Le Philippine Institute for Development Studies a indiqué que des Philippins classés comme « non pauvres » pourraient en réalité vivre dans la pauvreté, car les méthodes de mesure actuelles ne tiennent pas compte du partage des ressources au sein des ménages. Des études présentées lors d'un webinaire ont montré que les revenus moyens des ménages masquent des inégalités internes. Les femmes et les enfants, en particulier, peuvent souffrir de privations malgré le statut de « non pauvre » du foyer.
MANILLE — Le Philippine Institute for Development Studies (PIDS) a déclaré hier que les statistiques officielles sur la pauvreté pourraient ignorer de réelles privations, car elles ne prennent pas en compte l'inégalité du partage des ressources au sein des ménages.
Des chercheurs, dirigés par Deanne Lorraine Cabalfin, spécialiste principale de la recherche au PIDS, ont présenté une étude intitulée « Mesurer la pauvreté au sein des ménages philippins : examen du partage des ressources et de l'échelle économique » lors d'un webinaire. Il en ressort que les femmes ne reçoivent que 25 à 43 % des ressources du ménage, tandis que les enfants en reçoivent entre 7 et 19 %, particulièrement dans les familles nombreuses. « Les chiffres officiels supposent que chaque membre du ménage reçoit une part égale des revenus.

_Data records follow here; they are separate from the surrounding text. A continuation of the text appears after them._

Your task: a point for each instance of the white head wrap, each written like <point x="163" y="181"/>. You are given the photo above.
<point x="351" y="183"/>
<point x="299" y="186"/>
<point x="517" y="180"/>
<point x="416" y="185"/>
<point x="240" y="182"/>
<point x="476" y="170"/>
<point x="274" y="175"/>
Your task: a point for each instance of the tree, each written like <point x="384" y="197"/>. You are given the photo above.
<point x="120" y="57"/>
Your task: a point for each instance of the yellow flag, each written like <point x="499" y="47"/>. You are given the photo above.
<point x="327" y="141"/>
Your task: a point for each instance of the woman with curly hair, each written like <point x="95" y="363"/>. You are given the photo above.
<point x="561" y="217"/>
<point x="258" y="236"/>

Cette conception rend l'inégalité au sein du ménage invisible et ignore systématiquement les disparités entre les genres », a déclaré Cabalfin.
Elle a ajouté : « De nombreux enfants qui pourraient vivre dans des ménages considérés comme non pauvres pourraient, en fait, être considérés comme pauvres. »
Jose Ramon Albert, chercheur principal au PIDS, a noté que de nombreuses familles non pauvres, y compris celles à faible revenu, en zone rurale ou issues de la classe moyenne, risquent de tomber dans la pauvreté. « Notre argument ici est que nous ne devons pas seulement réduire la pauvreté, mais que nous devons également empêcher les ménages de devenir pauvres à l'avenir », a-t-il souligné. Christian Deloria, de BRAC International, a convenu que cela reflète une tendance mondiale.
Le ministère de la Protection sociale et du Développement a affirmé que ces conclusions soulignent la nécessité de renforcer les systèmes de protection sociale.